1b.Approach (from AD-416):
Seventy lines will be sequenced to 20x coverage for the determination of methyl cytosines. DNA from the 70 lines will be treated using sodium bisulfate conversion kits that will then be sequenced using an Illumina HiSeq, 1 line per sample (70 lines of sequencing). This will be done in two replicates to reduce sample variation and provide more confidence in ‘epialleles’ (the epigenetic variants of the same gene). Seventy lines will be sequenced to 5x using ChIP pulldowns for H3K9-methylation. Commercial antibodies for H3K9 methylation will be used to pull down DNA associated with this epigenetic mark. DNA will be sequenced to 5x per accession, four accessions per lane. Seventy lines sequenced to 5x using ChIP pulldowns for H3K27-methylation. Commercial antibodies for H3K27 methylation will be used to pull down DNA associated with this epigenetic mark.
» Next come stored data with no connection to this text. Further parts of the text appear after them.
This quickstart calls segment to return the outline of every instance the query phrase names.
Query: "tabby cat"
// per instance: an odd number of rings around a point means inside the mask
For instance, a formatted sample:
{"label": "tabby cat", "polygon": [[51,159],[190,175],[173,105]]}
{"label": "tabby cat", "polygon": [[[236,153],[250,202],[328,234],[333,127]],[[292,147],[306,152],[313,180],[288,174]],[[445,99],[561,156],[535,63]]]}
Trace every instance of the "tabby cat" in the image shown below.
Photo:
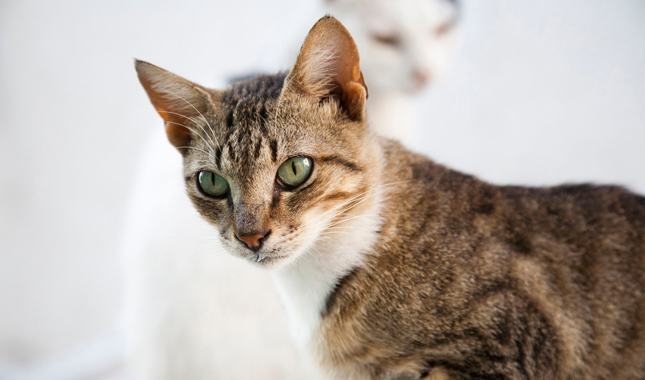
{"label": "tabby cat", "polygon": [[493,186],[377,136],[330,16],[287,75],[136,69],[190,199],[329,378],[645,379],[645,198]]}

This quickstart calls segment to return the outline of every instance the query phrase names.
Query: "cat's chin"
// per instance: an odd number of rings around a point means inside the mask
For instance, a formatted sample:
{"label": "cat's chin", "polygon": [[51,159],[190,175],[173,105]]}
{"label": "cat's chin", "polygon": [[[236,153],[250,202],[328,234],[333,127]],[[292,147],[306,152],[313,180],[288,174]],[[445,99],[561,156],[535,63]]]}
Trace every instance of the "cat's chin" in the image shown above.
{"label": "cat's chin", "polygon": [[290,261],[289,256],[265,256],[261,253],[251,256],[247,260],[261,268],[277,268]]}
{"label": "cat's chin", "polygon": [[296,259],[297,254],[284,254],[284,255],[265,255],[261,252],[248,253],[240,255],[239,253],[236,256],[243,258],[246,261],[249,261],[251,264],[256,265],[260,268],[265,269],[279,269],[289,265]]}
{"label": "cat's chin", "polygon": [[[263,247],[259,251],[253,252],[250,249],[241,247],[241,244],[238,246],[237,244],[231,245],[227,243],[228,242],[225,241],[224,245],[228,254],[265,269],[282,268],[289,265],[289,263],[293,262],[298,256],[300,256],[298,251],[284,252],[284,250],[271,249],[271,247],[267,250]],[[266,253],[267,251],[271,253]]]}

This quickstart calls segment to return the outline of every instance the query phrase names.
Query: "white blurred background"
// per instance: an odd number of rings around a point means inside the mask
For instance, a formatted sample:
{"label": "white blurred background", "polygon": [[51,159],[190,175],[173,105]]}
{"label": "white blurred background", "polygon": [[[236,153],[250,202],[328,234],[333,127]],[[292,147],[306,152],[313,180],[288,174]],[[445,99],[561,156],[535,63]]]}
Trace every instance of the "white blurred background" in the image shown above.
{"label": "white blurred background", "polygon": [[[138,150],[163,133],[133,58],[214,85],[304,39],[314,4],[0,2],[0,379],[130,378],[119,236]],[[645,194],[643,20],[642,0],[464,0],[413,148],[500,184]]]}

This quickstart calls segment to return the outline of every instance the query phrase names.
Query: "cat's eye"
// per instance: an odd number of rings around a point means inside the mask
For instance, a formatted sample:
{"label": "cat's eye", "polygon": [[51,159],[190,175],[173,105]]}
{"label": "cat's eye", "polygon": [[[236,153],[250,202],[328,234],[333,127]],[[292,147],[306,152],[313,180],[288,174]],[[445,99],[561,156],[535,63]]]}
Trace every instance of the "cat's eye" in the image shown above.
{"label": "cat's eye", "polygon": [[278,169],[278,179],[288,187],[302,185],[311,174],[312,161],[307,157],[291,157]]}
{"label": "cat's eye", "polygon": [[396,34],[374,34],[372,38],[382,45],[391,47],[401,46],[401,39]]}
{"label": "cat's eye", "polygon": [[197,183],[206,195],[223,197],[229,192],[228,182],[219,174],[203,170],[197,176]]}

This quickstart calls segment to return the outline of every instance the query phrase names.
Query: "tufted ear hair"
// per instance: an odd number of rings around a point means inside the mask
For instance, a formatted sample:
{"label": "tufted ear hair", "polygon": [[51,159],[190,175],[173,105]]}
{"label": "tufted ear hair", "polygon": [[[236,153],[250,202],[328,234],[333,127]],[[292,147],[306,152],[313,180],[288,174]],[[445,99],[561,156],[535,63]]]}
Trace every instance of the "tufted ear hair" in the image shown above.
{"label": "tufted ear hair", "polygon": [[319,98],[336,97],[352,120],[364,120],[368,92],[359,60],[347,29],[325,16],[309,31],[285,86]]}
{"label": "tufted ear hair", "polygon": [[182,154],[190,146],[190,125],[204,120],[217,103],[213,91],[145,61],[135,60],[139,81],[165,121],[168,140]]}

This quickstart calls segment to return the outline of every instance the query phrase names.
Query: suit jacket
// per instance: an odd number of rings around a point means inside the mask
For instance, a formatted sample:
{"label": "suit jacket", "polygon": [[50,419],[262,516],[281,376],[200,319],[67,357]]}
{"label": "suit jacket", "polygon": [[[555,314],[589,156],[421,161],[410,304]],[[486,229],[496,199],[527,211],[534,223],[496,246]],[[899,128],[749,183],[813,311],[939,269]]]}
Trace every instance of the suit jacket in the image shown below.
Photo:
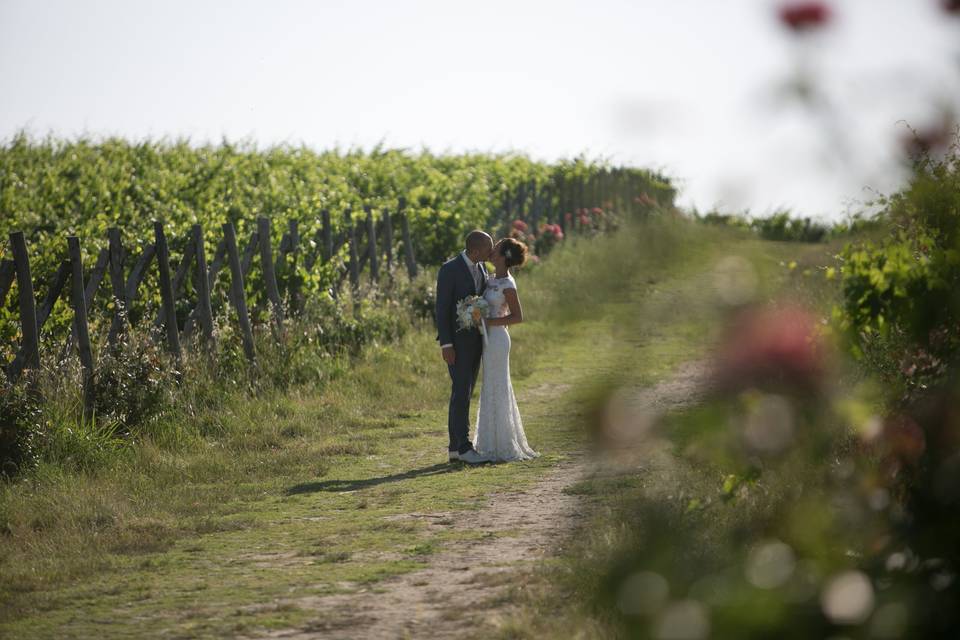
{"label": "suit jacket", "polygon": [[[437,340],[440,344],[453,344],[457,335],[457,303],[467,296],[483,295],[487,287],[487,271],[482,262],[479,268],[481,280],[480,290],[477,291],[473,275],[462,254],[458,253],[440,267],[440,272],[437,273],[436,308]],[[470,331],[479,334],[476,329]]]}

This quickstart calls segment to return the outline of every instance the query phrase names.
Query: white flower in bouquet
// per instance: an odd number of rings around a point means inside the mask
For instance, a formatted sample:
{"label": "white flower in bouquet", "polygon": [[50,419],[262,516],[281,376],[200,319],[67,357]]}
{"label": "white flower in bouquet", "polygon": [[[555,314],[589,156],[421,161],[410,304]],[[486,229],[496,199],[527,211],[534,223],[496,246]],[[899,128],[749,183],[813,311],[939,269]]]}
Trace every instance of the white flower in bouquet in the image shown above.
{"label": "white flower in bouquet", "polygon": [[467,296],[457,303],[457,324],[460,329],[479,329],[483,341],[487,341],[487,330],[483,320],[490,316],[490,303],[481,296]]}

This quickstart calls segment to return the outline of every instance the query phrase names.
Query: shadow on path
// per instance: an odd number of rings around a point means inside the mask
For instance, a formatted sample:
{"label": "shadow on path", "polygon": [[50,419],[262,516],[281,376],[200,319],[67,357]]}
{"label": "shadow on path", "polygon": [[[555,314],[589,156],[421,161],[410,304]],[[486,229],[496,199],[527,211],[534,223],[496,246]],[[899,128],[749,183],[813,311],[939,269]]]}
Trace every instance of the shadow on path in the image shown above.
{"label": "shadow on path", "polygon": [[462,468],[463,467],[458,464],[442,462],[429,467],[423,467],[422,469],[413,469],[411,471],[395,473],[393,475],[383,476],[380,478],[367,478],[366,480],[324,480],[323,482],[304,482],[302,484],[297,484],[290,487],[284,493],[286,493],[288,496],[292,496],[298,493],[314,493],[316,491],[356,491],[358,489],[376,487],[377,485],[387,484],[389,482],[400,482],[401,480],[423,478],[425,476],[438,476],[443,473],[460,471]]}

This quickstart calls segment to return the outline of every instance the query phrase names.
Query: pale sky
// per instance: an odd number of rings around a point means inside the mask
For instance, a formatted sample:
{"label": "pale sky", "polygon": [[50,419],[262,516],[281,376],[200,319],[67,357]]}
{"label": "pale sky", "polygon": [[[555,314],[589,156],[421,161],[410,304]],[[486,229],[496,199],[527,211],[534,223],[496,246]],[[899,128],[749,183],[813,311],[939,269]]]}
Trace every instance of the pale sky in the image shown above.
{"label": "pale sky", "polygon": [[[902,179],[898,121],[960,110],[960,18],[827,4],[798,42],[774,0],[0,0],[0,139],[586,153],[835,219]],[[785,96],[800,60],[831,106]]]}

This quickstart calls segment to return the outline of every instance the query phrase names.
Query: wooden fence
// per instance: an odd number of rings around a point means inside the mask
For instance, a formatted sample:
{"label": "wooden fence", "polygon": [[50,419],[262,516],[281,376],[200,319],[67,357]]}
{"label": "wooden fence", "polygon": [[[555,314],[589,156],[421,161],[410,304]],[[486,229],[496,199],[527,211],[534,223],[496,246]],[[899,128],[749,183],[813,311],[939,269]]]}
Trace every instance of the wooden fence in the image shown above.
{"label": "wooden fence", "polygon": [[[626,178],[626,179],[624,179]],[[640,192],[642,185],[635,184],[636,176],[616,171],[605,171],[589,181],[565,181],[563,183],[537,185],[522,184],[515,193],[504,197],[501,204],[500,219],[505,225],[514,218],[528,221],[533,228],[542,222],[556,222],[565,233],[576,233],[578,216],[571,215],[588,203],[601,204],[617,196],[628,207],[633,206],[632,194]],[[181,338],[192,336],[199,331],[202,344],[212,345],[214,341],[213,311],[211,290],[220,272],[226,268],[230,277],[227,302],[233,307],[236,322],[240,330],[244,353],[251,363],[256,361],[250,315],[247,307],[245,280],[250,275],[254,263],[260,267],[261,285],[273,317],[273,331],[277,337],[283,328],[286,313],[298,313],[304,304],[303,294],[297,287],[297,279],[290,279],[286,290],[281,291],[277,282],[277,271],[285,261],[294,265],[302,260],[303,268],[309,273],[317,265],[334,260],[346,245],[348,259],[335,265],[336,277],[334,293],[341,290],[349,279],[353,292],[358,291],[360,275],[368,268],[369,278],[376,284],[381,278],[381,267],[387,274],[394,271],[397,247],[394,233],[399,225],[399,246],[403,250],[403,261],[409,277],[415,278],[418,272],[414,254],[410,224],[404,211],[405,203],[400,199],[396,212],[383,212],[379,220],[369,208],[365,208],[363,221],[355,222],[351,210],[343,212],[340,230],[334,233],[329,210],[321,212],[318,231],[309,250],[304,250],[296,220],[290,220],[288,229],[280,239],[274,253],[271,239],[271,223],[268,218],[257,219],[255,228],[240,249],[236,229],[232,223],[222,225],[222,237],[216,246],[212,259],[208,262],[204,249],[204,233],[201,225],[193,225],[185,238],[180,260],[171,262],[170,248],[164,225],[154,221],[153,239],[143,246],[134,257],[121,242],[120,230],[109,229],[107,246],[101,248],[92,267],[85,269],[82,262],[80,239],[67,238],[67,259],[63,260],[49,279],[46,294],[39,305],[34,294],[34,280],[30,271],[30,260],[23,232],[10,234],[12,258],[0,261],[0,307],[6,303],[8,293],[17,285],[19,319],[22,339],[13,360],[5,367],[9,382],[16,382],[24,371],[40,366],[40,335],[44,324],[50,317],[53,307],[61,297],[69,282],[69,304],[73,321],[70,335],[60,352],[61,361],[69,356],[74,348],[80,358],[84,388],[84,410],[89,414],[93,409],[94,359],[88,327],[88,313],[94,297],[109,277],[113,311],[107,341],[116,346],[121,336],[132,329],[130,309],[139,297],[144,278],[150,269],[156,266],[159,285],[160,305],[153,318],[159,339],[165,342],[167,350],[179,362],[182,358]],[[562,212],[567,212],[563,214]],[[196,302],[190,310],[183,327],[177,319],[176,306],[183,300],[187,278],[194,274],[194,292]],[[205,274],[206,277],[199,277]],[[283,303],[286,296],[286,308]],[[145,321],[140,319],[141,324]],[[162,329],[162,331],[160,331]]]}

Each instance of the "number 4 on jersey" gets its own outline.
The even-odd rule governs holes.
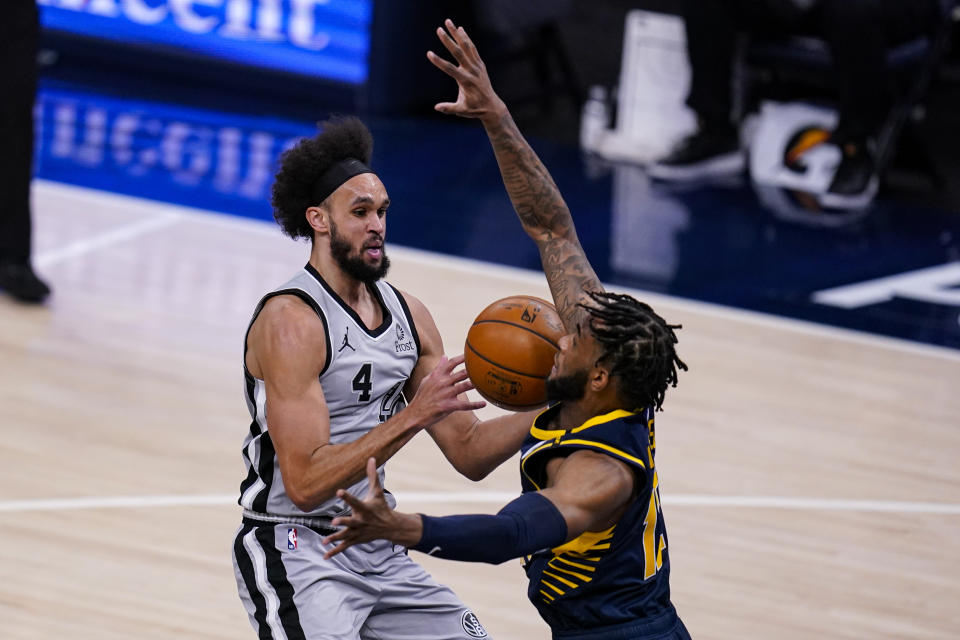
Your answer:
[[[364,362],[353,377],[353,390],[360,393],[357,402],[370,402],[370,391],[373,389],[373,365]]]

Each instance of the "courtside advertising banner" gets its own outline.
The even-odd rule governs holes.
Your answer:
[[[43,28],[360,85],[372,0],[38,0]]]
[[[280,154],[313,122],[117,97],[45,80],[39,178],[270,220]]]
DNA will be sequenced to 5x per accession, four accessions per lane. Informatic analysis of data to identify the epialleles correlated with agronomic traits. Collaboration with University of Delaware will allow the public access of all the data generated. In addition, the informaticists and postdoc on this project will analyze the data to find epigenetic marks, epialleles, that appear to be correlated with specific agronomic traits as identified by ARS. We will confirm the association of putative epialleles with agronomic traits. The putative epialleles are not really useful until they are validated and the NAM populations provide a unique opportunity for validation. Validation will be done using PCR to amplify the putative alleles. We will then sequence those amplicons in an indexed format. We will first focus on replicates of the initial population we targeted, then expand to other NAM subpopulations to determine how robust these epialleles are.
For deeper and better understanding of soybean methylome, a total of six soybean methylome libraries (three different tissues with two biological replicates) were sequenced. For each soybean tissue, ~98 percent of total cytosines in the genome were covered by at least one sequence read. The methylation levels were compared between each library in different cytosine contexts. Average correlation coefficients between biological replicate were 0.963, 0.87 and 0.495 in CG, CHG and CHH context, respectively. CG and CHG methylation were mostly similar between the replicates, but an obvious difference was found in CHH context, showing biological replicates are highly recommended for additional methylome sequencing. Average correlation coefficients between different soybean tissues showed similar trends to those between the replicates, supporting that CHH methylation was dynamically changed during plant growth and development compared to CG and CHG methylation. By comparing different methylomes, we were able to construct a pipeline for determining Single Methylation Polymorphism (SMPs) and Differentially Methylated Regions (DMRs), and plan to use this pipeline for future analysis with the methylome of Nested Association Mapping (NAM) population.